Currently, the fee is $17 per night for up to six people. A double site costs $34.

Reservations for the Jackass Meadow Campground are recommended. Make them by calling
1-877-444-6777

There is a Web address you can use also: www.reserveusa.com

You can get to the Jackass Meadow reservation page directly by clicking here.

Don’t care for fees or modern conveniences such as restrooms? Then drive down the river a bit and find your own campsite. Before the campground at Jackass Meadow was built, this was one of the only options for drive-up camping, and still remains a very good choice.

The only thing you need to camp most places in a National Forest is a campfire permit, which you can pick up at any Ranger Station or campground. (In Recreation Areas, such as Huntington Lake, you can only camp in a campground.)

If you don’t mind hiking or taking a boat, there are over a dozen large to small spaces around Florence Lake. Some of the best are at the far end of the lake, where the south fork of the San Joaquin River comes in. That’s where the fishing is truly fabulous! Some of the campsites in this location can accommodate large families or groups of people. Your water supply is either the river or Boulder Creek; bring your water filter to get rid of that nasty Giardia.

Getting to the sites around the lake can be done in your own boat, one of our rental boats, or you can arrange to have yourselves and your gear transported on the ferry when the lake level is high enough.

Firewood is abundant since trees are always dropping a few limbs here and there. There are plenty of pine cones and pine needles for kindling, too.

Most of the lake’s campsites have tables and fire pits, and some are quite nice due to the work of campers in the past making them comfortable and useful.

If all you want is a place for a nice picnic lunch, there is a picnic area at the lake shore for day use (6am till 10pm). Picnic tables, fire pits, and nearby restrooms and parking make this a nice spot to relax and enjoy the scenery or try your luck at catching some fish.

Around the neighborhood
We have lots of things to see and do around here.
Down the road a piece is Mono Hot Springs. There you can soak in a tub of hot-spring water, get a refreshing shower, eat a meal in the restaurant, fish, explore the river, and more.

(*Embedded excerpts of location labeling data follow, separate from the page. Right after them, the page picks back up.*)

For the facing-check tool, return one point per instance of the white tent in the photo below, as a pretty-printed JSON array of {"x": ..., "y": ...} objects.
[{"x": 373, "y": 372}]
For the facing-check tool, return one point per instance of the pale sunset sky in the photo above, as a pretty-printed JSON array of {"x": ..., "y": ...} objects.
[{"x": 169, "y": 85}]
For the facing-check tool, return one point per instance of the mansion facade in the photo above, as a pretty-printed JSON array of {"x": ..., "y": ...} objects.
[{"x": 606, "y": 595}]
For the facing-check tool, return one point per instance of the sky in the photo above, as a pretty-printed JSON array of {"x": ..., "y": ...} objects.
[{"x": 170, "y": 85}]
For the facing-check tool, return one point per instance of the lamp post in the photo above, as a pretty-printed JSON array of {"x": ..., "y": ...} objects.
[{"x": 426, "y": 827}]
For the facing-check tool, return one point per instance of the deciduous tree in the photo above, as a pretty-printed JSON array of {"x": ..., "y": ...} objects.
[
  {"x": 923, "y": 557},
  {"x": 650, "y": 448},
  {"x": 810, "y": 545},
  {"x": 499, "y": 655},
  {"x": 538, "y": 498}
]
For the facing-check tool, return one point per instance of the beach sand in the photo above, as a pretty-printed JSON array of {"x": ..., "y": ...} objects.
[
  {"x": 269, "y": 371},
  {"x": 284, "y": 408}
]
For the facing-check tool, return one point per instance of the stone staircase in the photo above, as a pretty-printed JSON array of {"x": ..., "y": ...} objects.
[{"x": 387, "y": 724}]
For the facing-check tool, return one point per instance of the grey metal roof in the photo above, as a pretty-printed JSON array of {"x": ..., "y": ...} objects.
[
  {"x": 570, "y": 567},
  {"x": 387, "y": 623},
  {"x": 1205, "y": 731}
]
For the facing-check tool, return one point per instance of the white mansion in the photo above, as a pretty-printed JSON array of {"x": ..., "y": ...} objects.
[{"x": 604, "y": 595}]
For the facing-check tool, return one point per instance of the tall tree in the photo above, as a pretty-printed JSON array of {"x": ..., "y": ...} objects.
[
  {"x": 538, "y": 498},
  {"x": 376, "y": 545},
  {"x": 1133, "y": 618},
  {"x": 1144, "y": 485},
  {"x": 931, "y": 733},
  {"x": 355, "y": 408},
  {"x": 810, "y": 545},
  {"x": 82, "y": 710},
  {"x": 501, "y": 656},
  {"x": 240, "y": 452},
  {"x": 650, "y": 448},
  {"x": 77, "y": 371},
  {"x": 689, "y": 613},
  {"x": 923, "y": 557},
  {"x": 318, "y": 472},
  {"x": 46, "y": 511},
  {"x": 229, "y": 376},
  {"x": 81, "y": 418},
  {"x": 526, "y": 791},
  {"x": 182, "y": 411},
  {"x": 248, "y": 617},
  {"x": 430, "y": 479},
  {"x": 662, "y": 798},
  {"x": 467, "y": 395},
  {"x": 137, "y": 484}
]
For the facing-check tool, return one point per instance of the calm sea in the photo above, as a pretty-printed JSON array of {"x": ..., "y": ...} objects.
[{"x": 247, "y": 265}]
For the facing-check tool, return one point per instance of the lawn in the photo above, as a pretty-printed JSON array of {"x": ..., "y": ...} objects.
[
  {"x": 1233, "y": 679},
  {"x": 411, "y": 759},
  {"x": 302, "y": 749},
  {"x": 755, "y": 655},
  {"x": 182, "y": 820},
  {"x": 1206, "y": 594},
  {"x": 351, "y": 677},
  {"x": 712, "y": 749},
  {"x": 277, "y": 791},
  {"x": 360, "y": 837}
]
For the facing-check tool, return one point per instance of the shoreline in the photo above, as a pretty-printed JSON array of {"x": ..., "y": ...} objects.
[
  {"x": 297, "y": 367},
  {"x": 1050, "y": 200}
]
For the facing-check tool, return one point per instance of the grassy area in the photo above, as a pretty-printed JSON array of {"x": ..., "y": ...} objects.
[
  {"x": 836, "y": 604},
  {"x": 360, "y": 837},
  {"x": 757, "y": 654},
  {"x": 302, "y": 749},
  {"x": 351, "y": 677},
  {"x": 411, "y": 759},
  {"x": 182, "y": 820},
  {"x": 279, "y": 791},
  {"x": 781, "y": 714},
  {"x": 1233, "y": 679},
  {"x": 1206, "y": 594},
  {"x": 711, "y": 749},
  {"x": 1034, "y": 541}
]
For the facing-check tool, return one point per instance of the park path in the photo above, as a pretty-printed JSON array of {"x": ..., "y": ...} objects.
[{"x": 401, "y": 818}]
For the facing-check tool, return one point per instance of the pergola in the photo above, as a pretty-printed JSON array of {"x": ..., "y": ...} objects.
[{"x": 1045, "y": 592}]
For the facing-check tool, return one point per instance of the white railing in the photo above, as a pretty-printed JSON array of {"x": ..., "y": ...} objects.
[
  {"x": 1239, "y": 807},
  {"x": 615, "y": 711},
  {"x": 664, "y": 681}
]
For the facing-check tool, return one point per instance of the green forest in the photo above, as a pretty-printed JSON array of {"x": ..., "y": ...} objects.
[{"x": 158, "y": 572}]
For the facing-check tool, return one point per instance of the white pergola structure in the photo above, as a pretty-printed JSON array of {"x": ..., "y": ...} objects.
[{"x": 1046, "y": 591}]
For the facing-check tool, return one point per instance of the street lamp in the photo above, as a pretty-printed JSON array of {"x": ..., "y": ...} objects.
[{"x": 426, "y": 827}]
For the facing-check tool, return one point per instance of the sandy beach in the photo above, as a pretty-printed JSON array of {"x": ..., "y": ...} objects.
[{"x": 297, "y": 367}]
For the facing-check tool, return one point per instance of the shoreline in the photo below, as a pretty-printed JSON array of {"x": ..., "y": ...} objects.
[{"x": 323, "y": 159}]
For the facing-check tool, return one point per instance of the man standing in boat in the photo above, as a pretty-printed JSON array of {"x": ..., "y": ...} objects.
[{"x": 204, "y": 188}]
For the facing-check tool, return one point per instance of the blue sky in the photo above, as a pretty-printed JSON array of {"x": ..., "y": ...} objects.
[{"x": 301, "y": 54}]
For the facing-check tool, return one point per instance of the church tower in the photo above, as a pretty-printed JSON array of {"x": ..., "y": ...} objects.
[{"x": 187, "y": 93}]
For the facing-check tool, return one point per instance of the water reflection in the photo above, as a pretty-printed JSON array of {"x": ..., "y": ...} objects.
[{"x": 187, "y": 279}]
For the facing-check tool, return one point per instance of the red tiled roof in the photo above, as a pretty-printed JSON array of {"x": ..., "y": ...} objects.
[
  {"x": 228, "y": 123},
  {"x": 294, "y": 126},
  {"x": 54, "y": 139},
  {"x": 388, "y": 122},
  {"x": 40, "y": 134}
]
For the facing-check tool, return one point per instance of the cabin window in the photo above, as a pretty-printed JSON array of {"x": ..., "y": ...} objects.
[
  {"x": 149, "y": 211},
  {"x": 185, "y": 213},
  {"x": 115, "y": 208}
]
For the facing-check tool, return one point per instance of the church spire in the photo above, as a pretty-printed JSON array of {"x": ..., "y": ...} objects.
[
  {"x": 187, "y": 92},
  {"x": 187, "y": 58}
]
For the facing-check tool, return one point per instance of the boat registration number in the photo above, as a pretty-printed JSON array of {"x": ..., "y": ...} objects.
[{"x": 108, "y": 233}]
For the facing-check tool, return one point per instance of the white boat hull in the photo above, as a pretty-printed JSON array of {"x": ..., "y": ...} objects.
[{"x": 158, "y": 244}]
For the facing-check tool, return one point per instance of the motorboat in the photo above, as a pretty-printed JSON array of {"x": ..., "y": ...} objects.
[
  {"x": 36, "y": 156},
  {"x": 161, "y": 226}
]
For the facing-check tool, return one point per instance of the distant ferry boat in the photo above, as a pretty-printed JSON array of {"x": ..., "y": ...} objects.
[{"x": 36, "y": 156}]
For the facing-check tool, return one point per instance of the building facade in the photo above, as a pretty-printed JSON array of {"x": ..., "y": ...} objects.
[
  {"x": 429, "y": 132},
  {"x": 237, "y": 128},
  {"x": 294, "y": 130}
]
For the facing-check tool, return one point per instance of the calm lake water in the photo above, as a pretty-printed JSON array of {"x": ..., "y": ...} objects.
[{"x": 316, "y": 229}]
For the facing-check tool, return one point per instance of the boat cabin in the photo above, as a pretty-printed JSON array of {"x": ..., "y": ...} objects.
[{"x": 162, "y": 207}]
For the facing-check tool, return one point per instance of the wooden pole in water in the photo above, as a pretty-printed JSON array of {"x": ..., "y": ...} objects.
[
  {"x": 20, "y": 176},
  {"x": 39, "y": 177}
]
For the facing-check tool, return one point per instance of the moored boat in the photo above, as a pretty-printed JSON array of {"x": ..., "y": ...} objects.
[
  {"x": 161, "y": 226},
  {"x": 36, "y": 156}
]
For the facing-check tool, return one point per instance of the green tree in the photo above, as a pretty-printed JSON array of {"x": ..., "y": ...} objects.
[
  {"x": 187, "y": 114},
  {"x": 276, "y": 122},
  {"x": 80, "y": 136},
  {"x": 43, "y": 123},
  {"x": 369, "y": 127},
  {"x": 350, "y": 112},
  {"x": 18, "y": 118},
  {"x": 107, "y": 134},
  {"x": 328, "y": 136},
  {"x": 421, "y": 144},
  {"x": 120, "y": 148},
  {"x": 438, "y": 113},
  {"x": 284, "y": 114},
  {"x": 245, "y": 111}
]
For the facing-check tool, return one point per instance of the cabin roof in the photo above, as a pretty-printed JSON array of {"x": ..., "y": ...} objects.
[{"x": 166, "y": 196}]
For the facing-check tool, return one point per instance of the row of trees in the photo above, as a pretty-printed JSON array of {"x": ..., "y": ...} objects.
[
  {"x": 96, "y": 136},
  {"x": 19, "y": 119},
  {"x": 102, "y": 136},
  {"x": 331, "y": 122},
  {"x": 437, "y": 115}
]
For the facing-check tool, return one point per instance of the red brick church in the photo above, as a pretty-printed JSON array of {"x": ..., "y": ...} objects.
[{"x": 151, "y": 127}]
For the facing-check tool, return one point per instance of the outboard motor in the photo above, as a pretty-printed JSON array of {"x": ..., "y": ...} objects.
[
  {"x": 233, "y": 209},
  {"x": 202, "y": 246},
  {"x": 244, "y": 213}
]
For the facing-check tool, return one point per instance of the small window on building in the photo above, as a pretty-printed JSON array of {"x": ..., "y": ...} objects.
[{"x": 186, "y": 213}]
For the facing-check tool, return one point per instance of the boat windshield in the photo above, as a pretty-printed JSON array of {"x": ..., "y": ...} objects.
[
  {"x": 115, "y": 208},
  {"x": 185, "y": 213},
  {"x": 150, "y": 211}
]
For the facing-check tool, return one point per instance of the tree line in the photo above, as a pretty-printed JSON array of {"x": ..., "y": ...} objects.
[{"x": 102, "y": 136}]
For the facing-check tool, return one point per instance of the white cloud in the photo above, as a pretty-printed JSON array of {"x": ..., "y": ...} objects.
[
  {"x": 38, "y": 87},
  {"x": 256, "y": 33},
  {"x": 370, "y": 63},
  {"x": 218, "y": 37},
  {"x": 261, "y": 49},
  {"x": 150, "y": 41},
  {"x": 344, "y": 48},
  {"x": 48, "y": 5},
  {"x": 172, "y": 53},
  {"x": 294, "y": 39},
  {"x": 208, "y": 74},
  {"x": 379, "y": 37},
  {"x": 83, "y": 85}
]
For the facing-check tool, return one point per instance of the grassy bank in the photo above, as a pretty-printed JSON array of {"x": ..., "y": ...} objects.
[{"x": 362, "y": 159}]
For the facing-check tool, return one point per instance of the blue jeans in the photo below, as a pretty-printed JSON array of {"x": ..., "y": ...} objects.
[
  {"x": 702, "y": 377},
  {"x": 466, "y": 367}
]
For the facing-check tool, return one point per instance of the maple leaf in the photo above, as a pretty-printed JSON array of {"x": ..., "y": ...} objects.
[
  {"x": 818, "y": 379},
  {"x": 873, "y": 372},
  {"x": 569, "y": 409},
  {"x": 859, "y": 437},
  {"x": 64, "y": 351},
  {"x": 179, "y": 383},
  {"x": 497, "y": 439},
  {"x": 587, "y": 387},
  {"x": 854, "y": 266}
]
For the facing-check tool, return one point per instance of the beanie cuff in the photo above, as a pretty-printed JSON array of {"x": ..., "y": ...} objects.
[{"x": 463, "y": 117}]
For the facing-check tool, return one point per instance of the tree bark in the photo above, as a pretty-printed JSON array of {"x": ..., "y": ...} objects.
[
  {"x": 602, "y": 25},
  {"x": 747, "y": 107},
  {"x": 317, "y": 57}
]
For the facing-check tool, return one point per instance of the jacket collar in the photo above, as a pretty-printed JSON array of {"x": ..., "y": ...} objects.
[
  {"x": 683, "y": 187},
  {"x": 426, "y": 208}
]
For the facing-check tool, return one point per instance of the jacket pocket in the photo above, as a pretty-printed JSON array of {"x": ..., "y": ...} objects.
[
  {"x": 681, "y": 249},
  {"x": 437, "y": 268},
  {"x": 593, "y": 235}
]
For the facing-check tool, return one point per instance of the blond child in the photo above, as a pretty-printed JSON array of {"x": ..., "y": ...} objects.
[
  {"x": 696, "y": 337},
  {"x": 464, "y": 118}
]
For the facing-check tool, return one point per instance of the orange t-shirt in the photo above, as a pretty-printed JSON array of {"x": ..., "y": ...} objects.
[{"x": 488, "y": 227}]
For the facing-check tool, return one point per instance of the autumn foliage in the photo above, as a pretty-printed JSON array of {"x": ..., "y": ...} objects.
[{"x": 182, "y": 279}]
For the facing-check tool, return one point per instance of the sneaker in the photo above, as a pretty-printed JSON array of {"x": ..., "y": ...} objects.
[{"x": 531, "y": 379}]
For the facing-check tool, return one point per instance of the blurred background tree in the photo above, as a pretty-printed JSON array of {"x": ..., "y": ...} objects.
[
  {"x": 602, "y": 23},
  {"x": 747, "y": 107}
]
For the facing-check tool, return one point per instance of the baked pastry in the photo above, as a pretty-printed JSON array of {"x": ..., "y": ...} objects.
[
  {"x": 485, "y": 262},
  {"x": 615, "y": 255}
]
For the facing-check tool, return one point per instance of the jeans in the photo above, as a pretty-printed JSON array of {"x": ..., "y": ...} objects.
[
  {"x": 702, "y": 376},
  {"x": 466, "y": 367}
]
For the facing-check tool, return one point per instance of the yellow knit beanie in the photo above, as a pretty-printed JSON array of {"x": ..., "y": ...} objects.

Then there's Vermilion Valley Resort at Edison Lake which has offerings similar to ours, with the addition of a restaurant and motel. Edison Lake is bigger than Florence, so it should hold more fish. Also near Edison Lake is the main unit of the High Sierra Pack Station. We describe what they have on our Horses page.

At the far end of Florence Lake is the lakeside unit of the Lost Valley Pack Station. They offer activities such as Elderhostel events. Check out their Web site or call them at (559) 855-3960 or (559) 584-9132.

Three miles back on the road is Ward Lake, a tiny but very deep lake that gets planted by the Fish and Game people with nice big trout. Farther back is Portal Forebay, part of the Ward Tunnel system that drains both Florence and Edison Lakes into Huntington Lake. It, too, is planted by Fish and Game.

We’re surrounded by more mountains than you can shake a stick at (we know; we’ve tried). For anything longer than a day hike, you’ll need a wilderness permit, which you get at the Ranger Station (back down the road about seven miles).

Then of course, there’s the incredible Muir Trail Ranch. Cabins, hot spring baths, horses — wow.